Yorba Linda Water District directors focus on pension, post-retirement unfunded liabilities
Happily,
there's more good news to report on Yorba Linda's pension front –
for both the local government workers who are hoping to someday
collect promised benefits and the residents who help fund the
retirement plans through taxes, rates and fees.
My
Dec. 1 column noted the city plan to amortize an unfunded pension
liability over 20 years instead of 30 years by making extra payments
to the California Public Employees Retirement System and pre-funding
a portion of retiree health benefits with payments to a trust
account.
Similar
action has been taken by the elected Yorba Linda Water District
directors that serve close to 25,000 accounts in most of Yorba Linda
and parts of Placentia, Brea and Anaheim.
A
faster pay-down of the liabilities will save the city and district
sizable amounts of money.
The
water board wants to have 90 percent of the pension liability funded
in 10 years and the same percentage of the post-employment benefits
liability funded in five years.
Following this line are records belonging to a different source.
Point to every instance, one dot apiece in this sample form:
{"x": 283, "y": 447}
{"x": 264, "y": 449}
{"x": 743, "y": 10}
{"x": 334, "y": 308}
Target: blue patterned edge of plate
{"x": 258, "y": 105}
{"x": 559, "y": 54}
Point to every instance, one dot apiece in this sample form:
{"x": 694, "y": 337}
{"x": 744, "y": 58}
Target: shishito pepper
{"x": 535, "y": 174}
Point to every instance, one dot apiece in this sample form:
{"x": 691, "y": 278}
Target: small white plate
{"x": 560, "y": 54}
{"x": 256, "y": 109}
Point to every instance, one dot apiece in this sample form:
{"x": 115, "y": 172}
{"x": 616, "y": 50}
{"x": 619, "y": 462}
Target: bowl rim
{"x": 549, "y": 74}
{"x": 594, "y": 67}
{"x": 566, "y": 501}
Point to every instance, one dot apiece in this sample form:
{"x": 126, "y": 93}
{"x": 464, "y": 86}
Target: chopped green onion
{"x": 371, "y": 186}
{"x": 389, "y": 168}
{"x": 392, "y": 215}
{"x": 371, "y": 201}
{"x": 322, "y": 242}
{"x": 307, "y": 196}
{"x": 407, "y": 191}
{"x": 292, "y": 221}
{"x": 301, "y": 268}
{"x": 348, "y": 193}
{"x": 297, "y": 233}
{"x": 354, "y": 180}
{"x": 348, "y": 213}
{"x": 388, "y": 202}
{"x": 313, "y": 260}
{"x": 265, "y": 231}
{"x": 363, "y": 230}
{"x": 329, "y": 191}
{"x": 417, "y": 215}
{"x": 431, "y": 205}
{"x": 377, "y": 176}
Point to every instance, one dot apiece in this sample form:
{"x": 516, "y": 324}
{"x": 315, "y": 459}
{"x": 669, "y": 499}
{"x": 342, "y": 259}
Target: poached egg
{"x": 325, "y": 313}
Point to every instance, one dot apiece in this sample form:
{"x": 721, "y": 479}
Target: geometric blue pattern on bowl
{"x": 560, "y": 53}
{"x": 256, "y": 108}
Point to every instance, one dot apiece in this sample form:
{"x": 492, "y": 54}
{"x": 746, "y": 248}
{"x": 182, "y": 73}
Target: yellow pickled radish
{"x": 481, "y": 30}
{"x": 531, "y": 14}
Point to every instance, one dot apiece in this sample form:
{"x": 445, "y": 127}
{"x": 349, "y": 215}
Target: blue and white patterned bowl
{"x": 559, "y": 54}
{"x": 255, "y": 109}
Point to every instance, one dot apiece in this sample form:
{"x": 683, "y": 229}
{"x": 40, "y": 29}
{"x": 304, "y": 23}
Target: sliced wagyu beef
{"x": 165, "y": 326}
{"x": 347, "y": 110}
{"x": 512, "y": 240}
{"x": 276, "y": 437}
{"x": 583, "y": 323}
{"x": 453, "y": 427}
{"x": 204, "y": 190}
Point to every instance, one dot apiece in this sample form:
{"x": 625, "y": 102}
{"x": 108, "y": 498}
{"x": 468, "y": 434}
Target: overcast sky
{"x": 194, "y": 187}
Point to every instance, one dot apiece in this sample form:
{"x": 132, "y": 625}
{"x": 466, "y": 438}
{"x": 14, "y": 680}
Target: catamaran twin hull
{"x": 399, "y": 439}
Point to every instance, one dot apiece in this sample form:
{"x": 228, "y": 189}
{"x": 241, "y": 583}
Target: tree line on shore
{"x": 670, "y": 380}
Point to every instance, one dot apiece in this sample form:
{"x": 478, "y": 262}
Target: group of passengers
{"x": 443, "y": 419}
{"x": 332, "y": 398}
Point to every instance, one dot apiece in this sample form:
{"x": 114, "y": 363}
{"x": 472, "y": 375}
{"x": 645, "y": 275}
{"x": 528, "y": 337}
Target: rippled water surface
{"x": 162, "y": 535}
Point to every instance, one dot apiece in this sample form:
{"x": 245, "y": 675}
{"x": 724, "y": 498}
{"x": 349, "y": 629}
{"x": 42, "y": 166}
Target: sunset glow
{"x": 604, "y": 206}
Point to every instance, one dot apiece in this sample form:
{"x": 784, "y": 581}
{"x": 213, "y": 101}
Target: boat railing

Currently, the pension liability
totals $8.3 million and the retiree benefits liability $2.3 million.
Directors
have chosen a “moderate investment strategy” for the funds placed
in the pension and post-employment trusts created with the Public
Agencies Retirement Services company.
Also,
my Oct. 20 column reported that Fitch Ratings, one of three
nationally recognized rating companies, awarded an AA designation for
the district's $29 million bond sale earlier this year due to the
district's “strong financial,” “healthy debt” and “strong
operating” profiles.
However,
Fitch continued: “The rating is lower than suggested by the
financial metrics due to continued concerns about the district's
governance and the electorate's willingness to accept rates that
guarantee full cost recovery.”
Now,
a November Fitch report affirmed the AA rating and stated, “The
board has developed a solid financial policy framework for rate
setting,” but the “rating remains lower than suggested by the
financial metrics due to the history of rate controversy.”
And,
according to the new
Fitch report: “The
rating could come under downward pressure if the district and
community fail to maintain consensus on rates that lead to full cost
recovery and continued solid financial performance. The rating is
unlikely to move higher until rate controversy eases convincingly on
a sustained basis.”
Fitch
also stated:
“The district's supply
position is solid after the district gained access to significant
groundwater supplies..., reducing reliance on imported supplies. The
district will get about 75 percent
of its supplies from relatively affordable local groundwater after
new facilities reach full production in 2019.”
Directors
voted 5-0 in September to require that Fitch reaffirm the AA rating
before issuing another one-time credit. A $44.18 refund costing $1.1
million is included in December bills.
A
previous $44.46 credit was applied in August.